Thyroid tumors in Alaska natives are larger and more advanced at diagnosis
A new study spanning 45 years has shown that while Alaska Natives have a similar incidence of thyroid cancer as the U.S. white population, their tumors at the time of diagnosis tend to be larger and to have spread beyond a localized area. The data, culled from the National Cancer Institute's Alaska Native Tumor Registry, are described in an article published in Thyroid.
The article entitled "Occurrence of Endocrine and Thyroid Cancers among Alaska Native People, 1969-2013 " was coauthored by Sarah Nash, PhD MPH, Anne Lanier, MD, MPH, Alaska Native Tribal Health Consortium, Anchorage and Molly Southworth, MD, MPH, Alaska Native Medical Center, Anchorage. The researchers searched the registry to identify cases of endocrine cancer diagnosed over a 45-year period, focusing their comparison specifically on thyroid cancers, more than 85% of which were papillary tumors.

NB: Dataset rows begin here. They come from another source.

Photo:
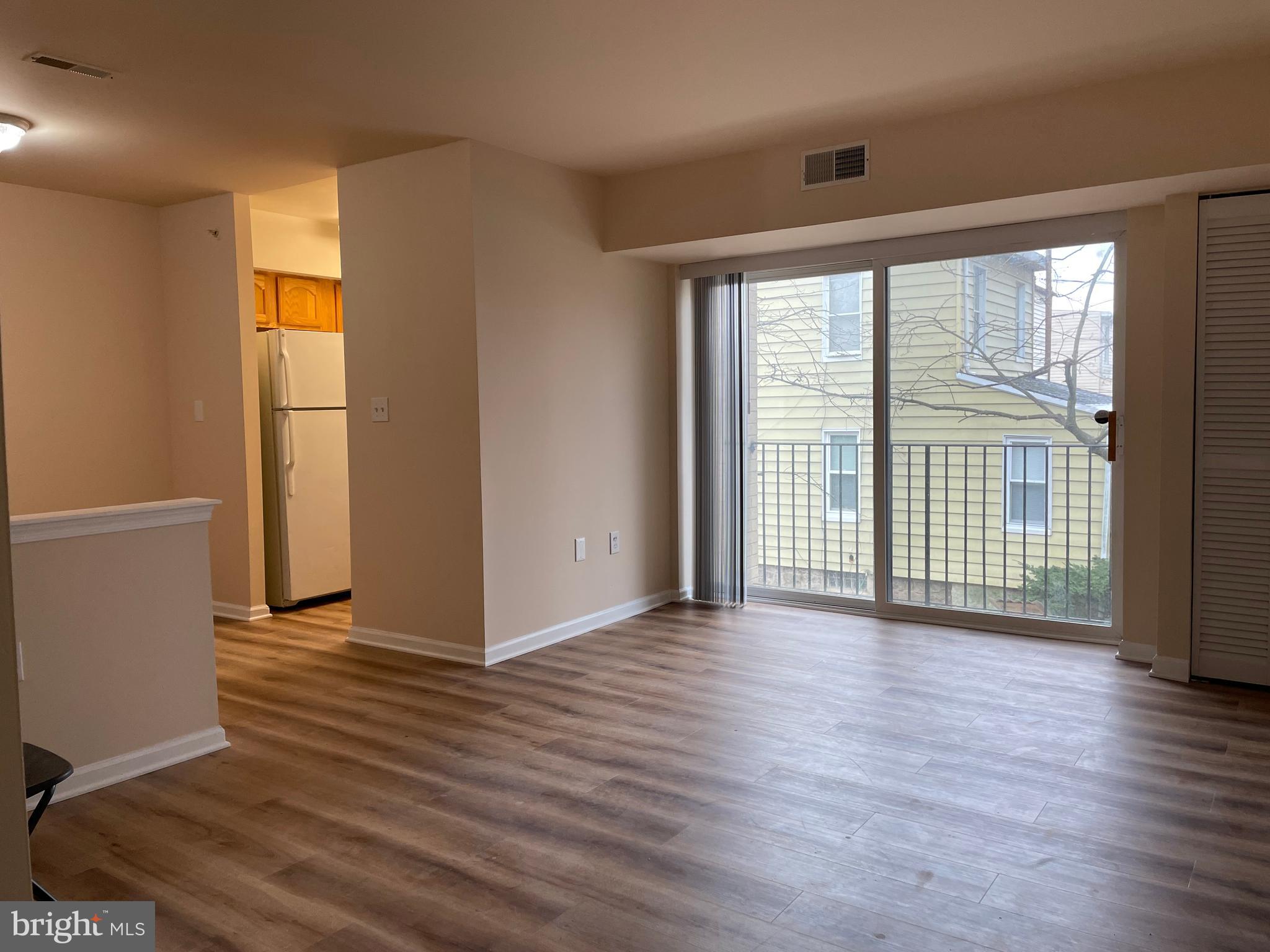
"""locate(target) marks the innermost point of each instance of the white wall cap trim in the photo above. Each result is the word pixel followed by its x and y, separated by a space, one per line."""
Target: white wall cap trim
pixel 110 518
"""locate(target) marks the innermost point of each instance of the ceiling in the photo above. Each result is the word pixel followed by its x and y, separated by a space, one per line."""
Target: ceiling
pixel 252 97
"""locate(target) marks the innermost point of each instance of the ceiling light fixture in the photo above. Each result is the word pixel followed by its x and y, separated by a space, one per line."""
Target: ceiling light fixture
pixel 12 130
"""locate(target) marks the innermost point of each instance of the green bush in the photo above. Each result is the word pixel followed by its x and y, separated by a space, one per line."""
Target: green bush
pixel 1089 587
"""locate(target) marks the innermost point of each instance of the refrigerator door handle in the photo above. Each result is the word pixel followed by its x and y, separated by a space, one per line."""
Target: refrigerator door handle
pixel 288 464
pixel 285 359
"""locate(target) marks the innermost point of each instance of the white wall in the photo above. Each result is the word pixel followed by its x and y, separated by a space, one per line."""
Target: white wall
pixel 84 351
pixel 285 243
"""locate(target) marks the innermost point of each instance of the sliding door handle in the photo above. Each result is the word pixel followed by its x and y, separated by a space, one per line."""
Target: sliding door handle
pixel 1108 418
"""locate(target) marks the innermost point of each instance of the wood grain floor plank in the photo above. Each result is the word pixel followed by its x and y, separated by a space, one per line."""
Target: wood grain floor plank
pixel 694 778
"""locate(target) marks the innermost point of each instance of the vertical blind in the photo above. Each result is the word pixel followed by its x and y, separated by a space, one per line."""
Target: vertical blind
pixel 719 339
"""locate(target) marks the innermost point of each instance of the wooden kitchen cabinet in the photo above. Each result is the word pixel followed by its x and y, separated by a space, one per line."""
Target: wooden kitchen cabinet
pixel 266 300
pixel 306 304
pixel 298 302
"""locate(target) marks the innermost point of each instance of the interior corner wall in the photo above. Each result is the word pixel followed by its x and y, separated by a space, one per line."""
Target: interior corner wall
pixel 411 335
pixel 14 840
pixel 1143 347
pixel 294 245
pixel 208 309
pixel 685 418
pixel 577 399
pixel 84 356
pixel 1176 398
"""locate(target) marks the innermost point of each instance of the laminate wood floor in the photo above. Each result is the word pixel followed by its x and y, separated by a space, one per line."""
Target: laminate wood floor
pixel 694 778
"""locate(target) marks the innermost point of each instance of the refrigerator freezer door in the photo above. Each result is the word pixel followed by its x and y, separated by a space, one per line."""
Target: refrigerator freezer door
pixel 311 450
pixel 308 368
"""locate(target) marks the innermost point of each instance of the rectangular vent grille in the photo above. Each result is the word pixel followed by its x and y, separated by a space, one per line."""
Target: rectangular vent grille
pixel 70 66
pixel 835 165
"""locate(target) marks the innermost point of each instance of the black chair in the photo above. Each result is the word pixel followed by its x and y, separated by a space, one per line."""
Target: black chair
pixel 45 771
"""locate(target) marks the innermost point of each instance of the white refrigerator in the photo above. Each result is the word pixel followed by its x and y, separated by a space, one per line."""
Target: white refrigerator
pixel 304 448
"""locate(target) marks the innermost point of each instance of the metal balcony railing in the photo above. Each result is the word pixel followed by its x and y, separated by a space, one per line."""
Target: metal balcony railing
pixel 1015 527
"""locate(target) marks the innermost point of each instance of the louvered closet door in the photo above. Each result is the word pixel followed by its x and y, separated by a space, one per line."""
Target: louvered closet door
pixel 1232 462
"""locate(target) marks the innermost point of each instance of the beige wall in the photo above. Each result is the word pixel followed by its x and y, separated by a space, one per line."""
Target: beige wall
pixel 84 357
pixel 414 483
pixel 1178 408
pixel 285 243
pixel 122 659
pixel 211 357
pixel 1137 128
pixel 575 402
pixel 14 843
pixel 1143 348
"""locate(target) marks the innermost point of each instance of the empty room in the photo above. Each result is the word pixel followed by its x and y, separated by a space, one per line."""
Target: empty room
pixel 636 478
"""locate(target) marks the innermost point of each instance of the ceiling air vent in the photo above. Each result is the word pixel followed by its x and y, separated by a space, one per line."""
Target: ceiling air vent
pixel 835 165
pixel 70 66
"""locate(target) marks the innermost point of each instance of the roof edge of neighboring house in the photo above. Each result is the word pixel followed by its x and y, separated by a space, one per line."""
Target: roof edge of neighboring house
pixel 1086 400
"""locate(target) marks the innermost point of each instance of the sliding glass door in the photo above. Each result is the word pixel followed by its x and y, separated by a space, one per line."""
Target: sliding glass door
pixel 998 367
pixel 810 434
pixel 982 482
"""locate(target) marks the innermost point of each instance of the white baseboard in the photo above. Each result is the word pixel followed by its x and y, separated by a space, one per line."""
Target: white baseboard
pixel 502 651
pixel 241 614
pixel 135 763
pixel 415 645
pixel 1135 651
pixel 1171 668
pixel 563 631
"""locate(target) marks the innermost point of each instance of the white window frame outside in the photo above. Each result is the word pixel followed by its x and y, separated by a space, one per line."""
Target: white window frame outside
pixel 1024 298
pixel 830 513
pixel 825 328
pixel 1106 338
pixel 1019 528
pixel 977 309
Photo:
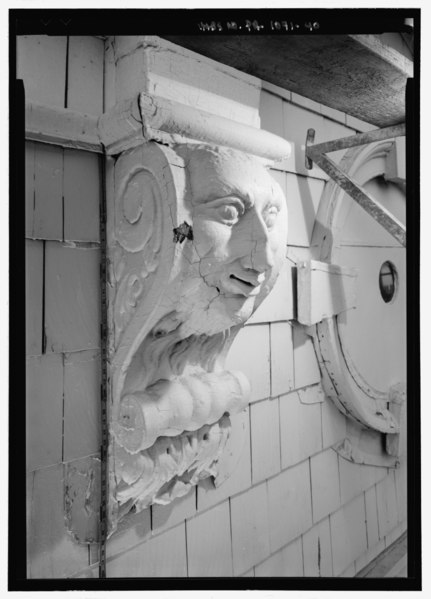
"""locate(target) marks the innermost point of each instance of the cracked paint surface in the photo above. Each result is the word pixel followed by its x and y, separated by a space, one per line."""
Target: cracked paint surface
pixel 177 307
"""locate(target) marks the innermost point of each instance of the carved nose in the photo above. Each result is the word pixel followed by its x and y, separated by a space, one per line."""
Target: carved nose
pixel 261 256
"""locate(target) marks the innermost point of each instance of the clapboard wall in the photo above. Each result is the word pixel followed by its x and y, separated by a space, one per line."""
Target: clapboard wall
pixel 63 189
pixel 292 507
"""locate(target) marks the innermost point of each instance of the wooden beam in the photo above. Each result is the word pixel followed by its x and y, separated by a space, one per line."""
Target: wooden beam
pixel 356 74
pixel 62 127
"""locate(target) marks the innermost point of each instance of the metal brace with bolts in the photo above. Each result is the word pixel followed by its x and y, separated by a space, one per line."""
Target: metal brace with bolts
pixel 317 153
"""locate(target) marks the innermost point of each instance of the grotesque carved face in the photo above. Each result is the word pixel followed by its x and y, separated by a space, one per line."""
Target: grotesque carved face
pixel 239 228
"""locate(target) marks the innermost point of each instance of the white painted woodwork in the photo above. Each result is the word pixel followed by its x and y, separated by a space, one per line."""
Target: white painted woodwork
pixel 132 531
pixel 286 562
pixel 162 68
pixel 48 192
pixel 289 504
pixel 396 162
pixel 324 290
pixel 401 490
pixel 44 410
pixel 303 196
pixel 374 323
pixel 51 552
pixel 325 497
pixel 41 63
pixel 317 550
pixel 265 440
pixel 85 74
pixel 387 504
pixel 305 361
pixel 169 122
pixel 29 188
pixel 82 191
pixel 311 395
pixel 359 229
pixel 300 430
pixel 237 471
pixel 81 404
pixel 209 545
pixel 300 64
pixel 72 305
pixel 82 495
pixel 34 296
pixel 356 478
pixel 360 380
pixel 282 358
pixel 366 558
pixel 371 517
pixel 278 305
pixel 250 528
pixel 163 556
pixel 171 419
pixel 167 516
pixel 250 354
pixel 348 535
pixel 62 127
pixel 333 424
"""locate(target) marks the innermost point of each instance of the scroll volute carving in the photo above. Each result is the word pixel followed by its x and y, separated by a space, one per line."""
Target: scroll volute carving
pixel 198 241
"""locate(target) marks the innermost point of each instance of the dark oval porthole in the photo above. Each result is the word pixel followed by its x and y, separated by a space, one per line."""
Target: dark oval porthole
pixel 387 281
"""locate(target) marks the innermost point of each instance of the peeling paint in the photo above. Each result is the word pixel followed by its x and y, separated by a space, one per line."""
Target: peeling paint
pixel 82 499
pixel 175 321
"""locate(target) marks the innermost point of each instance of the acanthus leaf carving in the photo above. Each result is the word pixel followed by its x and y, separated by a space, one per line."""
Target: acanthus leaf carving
pixel 178 308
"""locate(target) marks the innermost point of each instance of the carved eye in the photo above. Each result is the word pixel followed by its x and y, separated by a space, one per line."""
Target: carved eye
pixel 270 216
pixel 229 214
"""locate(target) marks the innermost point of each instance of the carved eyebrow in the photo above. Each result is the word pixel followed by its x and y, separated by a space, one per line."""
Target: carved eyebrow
pixel 231 197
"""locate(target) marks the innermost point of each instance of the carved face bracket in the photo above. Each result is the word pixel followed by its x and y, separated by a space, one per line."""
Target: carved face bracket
pixel 175 309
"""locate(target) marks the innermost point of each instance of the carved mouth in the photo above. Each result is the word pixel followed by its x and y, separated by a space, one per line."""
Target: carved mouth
pixel 242 281
pixel 243 286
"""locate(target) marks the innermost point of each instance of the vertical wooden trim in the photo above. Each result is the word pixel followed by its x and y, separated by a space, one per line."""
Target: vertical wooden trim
pixel 104 377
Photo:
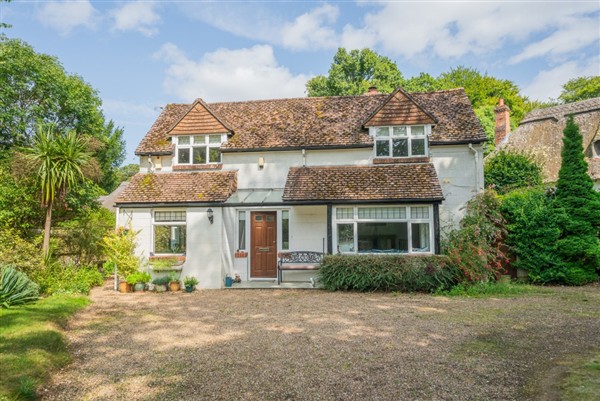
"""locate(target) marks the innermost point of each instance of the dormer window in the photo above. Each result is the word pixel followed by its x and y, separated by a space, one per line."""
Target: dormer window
pixel 199 149
pixel 401 141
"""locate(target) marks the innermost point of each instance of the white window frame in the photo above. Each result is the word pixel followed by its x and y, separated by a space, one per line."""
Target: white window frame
pixel 355 220
pixel 167 223
pixel 409 137
pixel 193 144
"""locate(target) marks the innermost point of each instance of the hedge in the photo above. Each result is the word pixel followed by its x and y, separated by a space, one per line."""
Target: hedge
pixel 405 273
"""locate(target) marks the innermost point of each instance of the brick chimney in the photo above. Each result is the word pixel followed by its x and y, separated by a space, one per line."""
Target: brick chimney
pixel 502 121
pixel 372 91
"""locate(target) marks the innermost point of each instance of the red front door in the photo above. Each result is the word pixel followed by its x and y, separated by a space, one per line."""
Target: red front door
pixel 263 242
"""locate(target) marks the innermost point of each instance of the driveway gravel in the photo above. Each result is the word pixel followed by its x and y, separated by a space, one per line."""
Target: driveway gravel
pixel 317 345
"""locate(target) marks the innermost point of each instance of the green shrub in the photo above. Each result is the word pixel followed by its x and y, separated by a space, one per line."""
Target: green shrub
pixel 476 247
pixel 59 278
pixel 508 170
pixel 404 273
pixel 119 247
pixel 16 288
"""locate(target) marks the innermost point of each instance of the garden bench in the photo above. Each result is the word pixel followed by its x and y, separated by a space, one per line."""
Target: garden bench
pixel 297 261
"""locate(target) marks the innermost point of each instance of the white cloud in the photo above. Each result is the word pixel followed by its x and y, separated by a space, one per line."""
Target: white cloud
pixel 310 30
pixel 229 74
pixel 137 16
pixel 548 84
pixel 64 16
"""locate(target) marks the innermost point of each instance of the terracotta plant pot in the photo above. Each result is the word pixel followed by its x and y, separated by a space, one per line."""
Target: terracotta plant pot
pixel 124 287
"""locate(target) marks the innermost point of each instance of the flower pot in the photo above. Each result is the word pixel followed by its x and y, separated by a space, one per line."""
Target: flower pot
pixel 124 287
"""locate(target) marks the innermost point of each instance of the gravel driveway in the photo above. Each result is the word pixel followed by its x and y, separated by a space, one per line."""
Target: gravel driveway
pixel 316 345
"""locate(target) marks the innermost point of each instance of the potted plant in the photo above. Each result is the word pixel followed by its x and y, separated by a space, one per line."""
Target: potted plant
pixel 174 284
pixel 190 282
pixel 160 284
pixel 138 280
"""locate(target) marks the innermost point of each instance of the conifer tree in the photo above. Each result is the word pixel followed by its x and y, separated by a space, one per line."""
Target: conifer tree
pixel 578 208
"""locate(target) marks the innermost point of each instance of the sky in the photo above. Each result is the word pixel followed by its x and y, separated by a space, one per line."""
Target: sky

"This is the first detailed examination of thyroid cancer in the Alaska Native population. Although further research is needed, the findings suggest that differences in access to healthcare may have contributed to the observed discrepancies with the white U.S. population," says Peter A. Kopp, MD, Editor-in-Chief of Thyroid and Professor of Medicine, Division of Endocrinology, Metabolism, and Molecular Medicine, Northwestern University Feinberg School of Medicine, Chicago, IL. "The similarity in outcomes suggests that the increase in the detection of small, typically indolent thyroid cancers observed nationally may be a result of improved detection methods, a phenomenon described as 'over-diagnosis' by some authors."